The Great Escape

This week, I am working on putting together test cases which validate the Drizzle transaction log‘s handling of BLOB columns.

I ran into an interesting set of problems and am wondering how to go about handling them. Perhaps the LazyWeb will have some solutions. :)

The problem, in short, is inconsistency in the way that the NUL character is escaped (or not escaped) in both the MySQL/Drizzle protocol and the MySQL/Drizzle client tools. And, by client tools, I mean both everyone’s favourite little mysql command-line client, but also the mysqltest client, which provides infrastructure and runtime services for the MySQL and Drizzle test suites.

Even within the server and client protocol, there appears to be some inconsistency in how and when things are escaped.
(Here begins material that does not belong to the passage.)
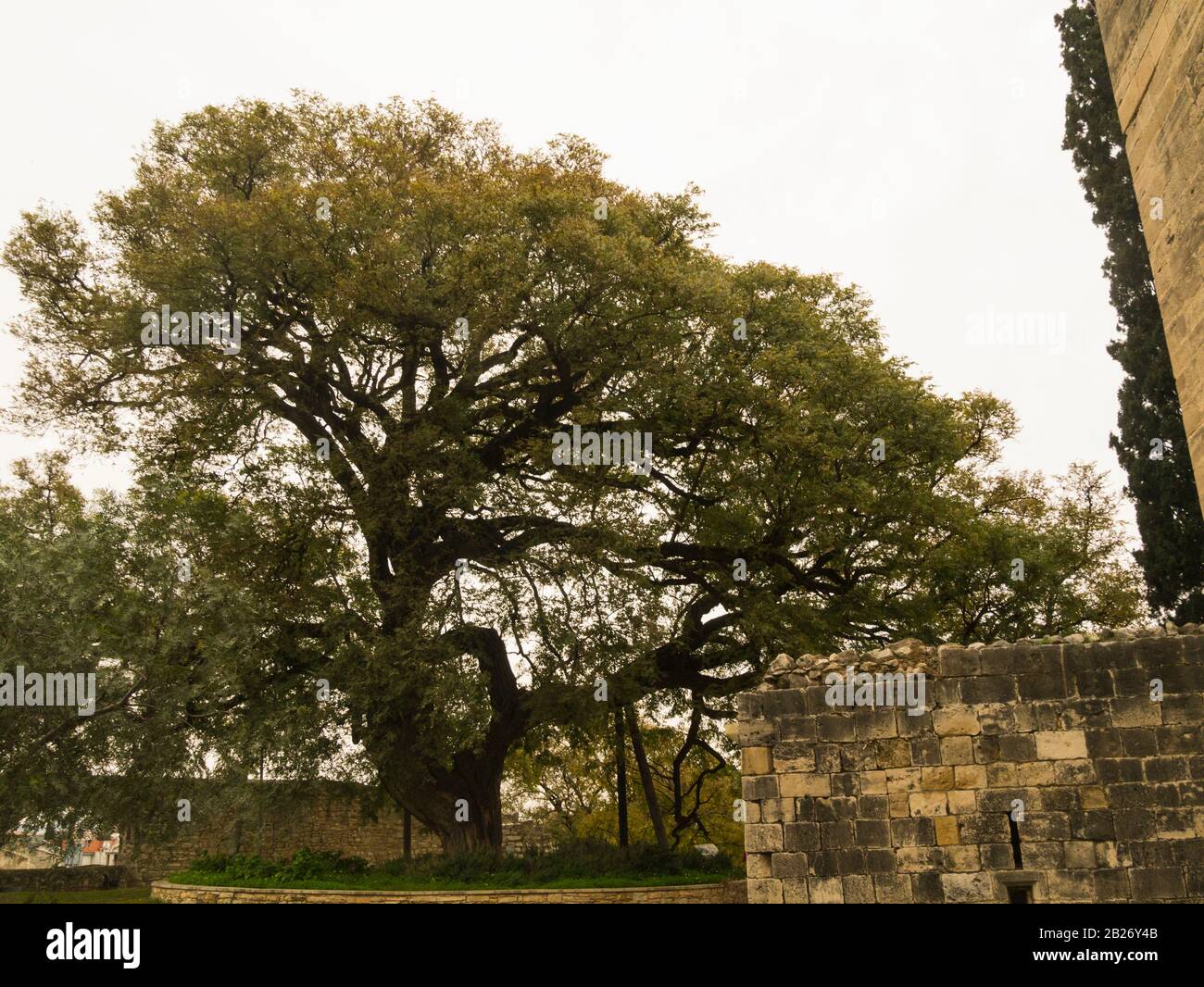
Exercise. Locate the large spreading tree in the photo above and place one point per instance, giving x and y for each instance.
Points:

Take a look at this interesting output from the drizzle client program (FYI, output is identical for mysql client, I checked…)
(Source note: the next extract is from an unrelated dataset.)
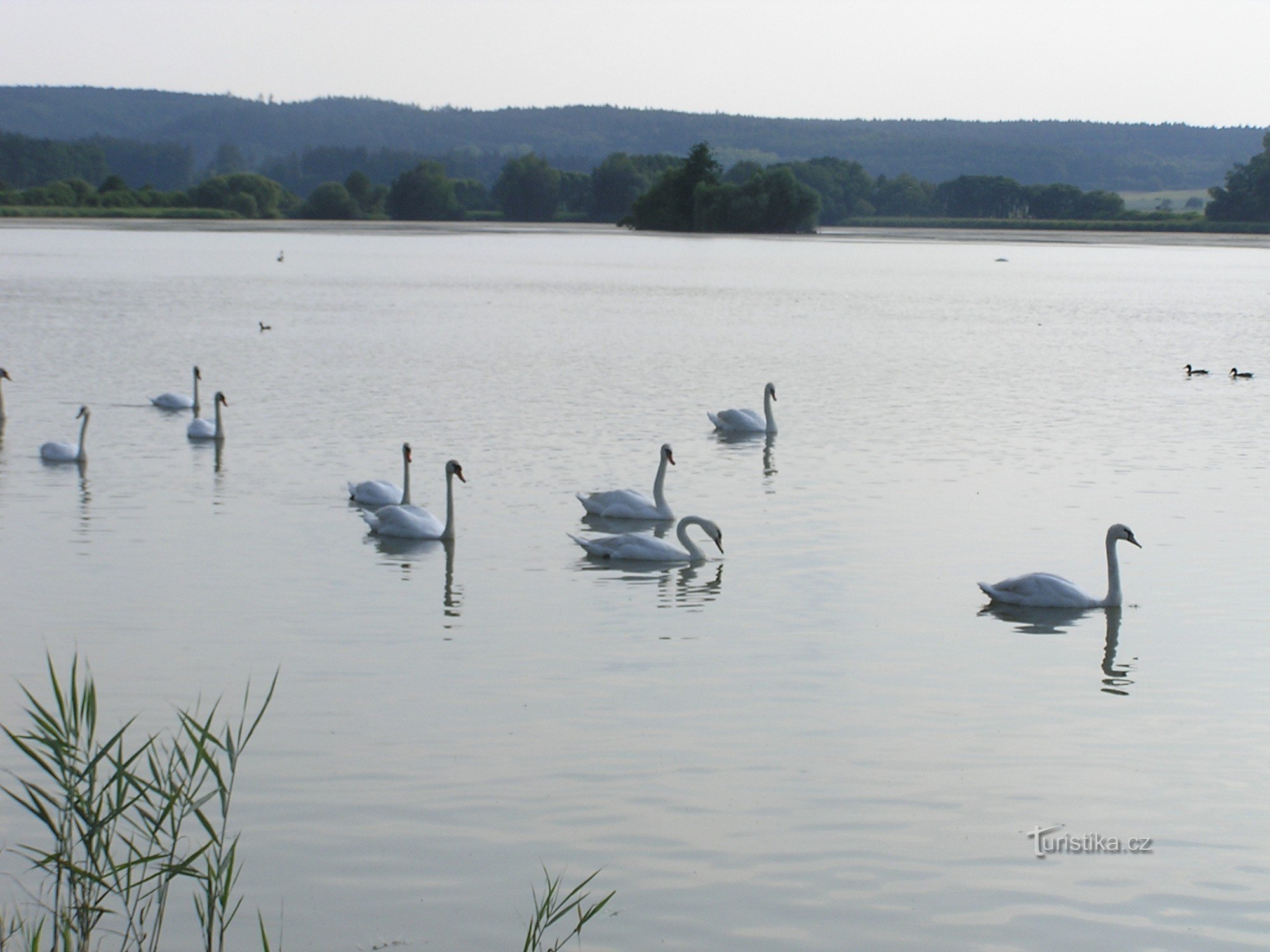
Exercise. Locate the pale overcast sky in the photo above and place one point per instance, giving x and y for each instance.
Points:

drizzle> select 'test\0me';
+---------+
| test    |
+---------+
| test me | 
+---------+
1 row in set (0 sec)

You’ll notice that in the first SELECT statement, the column header is cut off — i.e. the column header is not escaping the \0 NUL character in the string 'test\0me'. However, the result data does not truncate the string but replaces the NUL character with a space character. So, I came to the conclusion that the drizzle client does not escape column headers but does do some sort of escaping for the result data. Given this conclusion, you will understand my raised eyebrow when the following SELECT statement was displayed:

drizzle> select 'test\0me' = 'test me';
+------------------------+
| 'test\0me' = 'test me' |
+------------------------+
|                      0 | 
+------------------------+
1 row in set (0 sec)

Hmmm…so maybe column headers are being escaped by the MySQL/Drizzle client? Clearly, the NUL character was escaped as the characters ‘\\’ followed by the character ’0′ in the column header above. Indeed, quite puzzling.
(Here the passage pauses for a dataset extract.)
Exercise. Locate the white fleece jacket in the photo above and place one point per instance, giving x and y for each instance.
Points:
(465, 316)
OK, so the above anomaly needs to be investigated. However, a similar issue exists for the mysqltest/drizzletest client program. To see the problem, check the following out. I create a simple test case with the following in it:

--disable_warnings
DROP TABLE IF EXISTS t1;
--enable_warnings

SELECT 'test\0me';

CREATE TABLE t1 (fld BLOB NULL);
INSERT INTO t1 VALUES ('test\0me');
SELECT COUNT(*) FROM t1;
DROP TABLE t1;

Now, what you would expect to see for the output of the above — at least if you expect results similar to the MySQL/Drizzle client output — is the following:

DROP TABLE IF EXISTS t1;
SELECT 'test\0me';
test
test me
CREATE TABLE t1 (fld BLOB NULL);
INSERT INTO t1 VALUES ('test\0me');
SELECT COUNT(*) FROM t1;
COUNT(*)
1
DROP TABLE t1;

That is what you would expect to see in the output of course… Here is what you actually get in the output:

DROP TABLE IF EXISTS t1;
SELECT 'test\0me';
test
test

So, the mysqltest/drizzletest client apparently does not escape the NUL character for the result data at all. It looks like it does do some escaping/replacing for the NUL character in the column header, though, otherwise the second “test” line would not appear. This leads to the result file being essentially truncated as soon as a NUL character is included in any output to the mysqltest/drizzletest client. This essentially makes the mysqltest/drizzletest client useless for testing and validating BLOB data.

Possible Solutions?

I think the cleanest solution would be to create a shared library of code that would be responsible for uniformly and consistently escaping data, and then linking the various clients (and server) with this library and removing all of the various escaping functions currently in the server. This would, of course, take some time, but would be the most future proof solution. Anyone else have ideas on solving the problem of being able to test and validate binary data via the test suite? Cheers!